Dhea mendengus keras, dia kira ide yang diberikan Tina akan berhasil, tapi dia salah karena Adit tetaplah Adit.
Laki-laki bersuara emas itu hanya melihat Dhea yang berpikir keras seakan kepala gadis itu berasap.
"Kak, bantu aku!" pekik Dhea.
"Malas, itu tugasmu. Lagipula disekolahmu ada tugas? Baru tahu."
"Bukan. Ini tugas yang dibisa dikerjakan dikelas, tapi aku percepat saja," jawabnya.
Adit hanya mengangguk kecil. Tiba-tiba dia pergi begitu saja ke dapur dan kembali dengan segelas satu kotak tanggung susu stroberi.
Dia meletakkan di meja dekat Dhea, gadis itu mendongkak. Sedikit senyuman terangkat, tapi tetap saja Adit berwajah datar.
"Minumlah, siapa tahu otakmu akan berjalan lancar," katanya.
Dhea mengikuti perintah Adit tanpa banyak membantah. Apa dia bisa menyebut ini kencan?

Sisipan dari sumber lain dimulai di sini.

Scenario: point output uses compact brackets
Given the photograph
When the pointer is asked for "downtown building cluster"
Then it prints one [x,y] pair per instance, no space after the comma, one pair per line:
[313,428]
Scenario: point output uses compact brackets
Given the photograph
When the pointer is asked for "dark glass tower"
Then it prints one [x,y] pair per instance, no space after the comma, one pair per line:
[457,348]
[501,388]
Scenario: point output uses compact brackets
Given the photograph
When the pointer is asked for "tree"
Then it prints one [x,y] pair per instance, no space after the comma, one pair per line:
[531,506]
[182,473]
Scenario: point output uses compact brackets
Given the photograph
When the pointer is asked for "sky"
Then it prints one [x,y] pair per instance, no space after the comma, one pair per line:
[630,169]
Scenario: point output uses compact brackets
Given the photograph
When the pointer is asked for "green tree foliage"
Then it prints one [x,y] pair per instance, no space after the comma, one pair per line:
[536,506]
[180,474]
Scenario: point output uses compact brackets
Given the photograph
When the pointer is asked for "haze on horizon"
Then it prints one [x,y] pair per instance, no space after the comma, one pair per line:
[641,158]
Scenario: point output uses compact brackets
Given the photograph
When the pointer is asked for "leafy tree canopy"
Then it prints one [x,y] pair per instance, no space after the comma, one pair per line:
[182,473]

"Kak, kamu baik banget sama aku. Kalau aku tambah cinta sama, Kaka, bagaimana?" cetus Dhea.
"Itu urusanmu," jawabnya.
Adit kembali duduk di sofa dan mulai memakan kuaci seperti semula. Dia melirik ke arah Dhea yang tersenyum kecil, perasaannya sedikit menghangat.
"Jika terlalu sulit letakkan saja. Tidak perlu kamu kerjakan," ucap Adit, tapi Dhea tidak mengindahkan dan lebih terus mengerjakan.
Jam sudah menunjukkan pukul 10 malam, tapi Dhea belum selesai mengerjakan tugas hingga kini dia tertidur di meja ruang tamu Adit.
"Dasar keras kepala," gumam Adit. Dia memindahkan Dhea ke kamarnya, lalu kembali ke ruang tamu.
Dia mengerjakan beberapa soal yang belum selesai. Adit yang cukup cerdas hanya memerlukan waktu satu jam menyelesaikan semua tugas tersebut.
Adit bangkit dan masuk ke kamar, dia mengambil bantal dan selimut cadangan lalu kembalku ke ruang tamu.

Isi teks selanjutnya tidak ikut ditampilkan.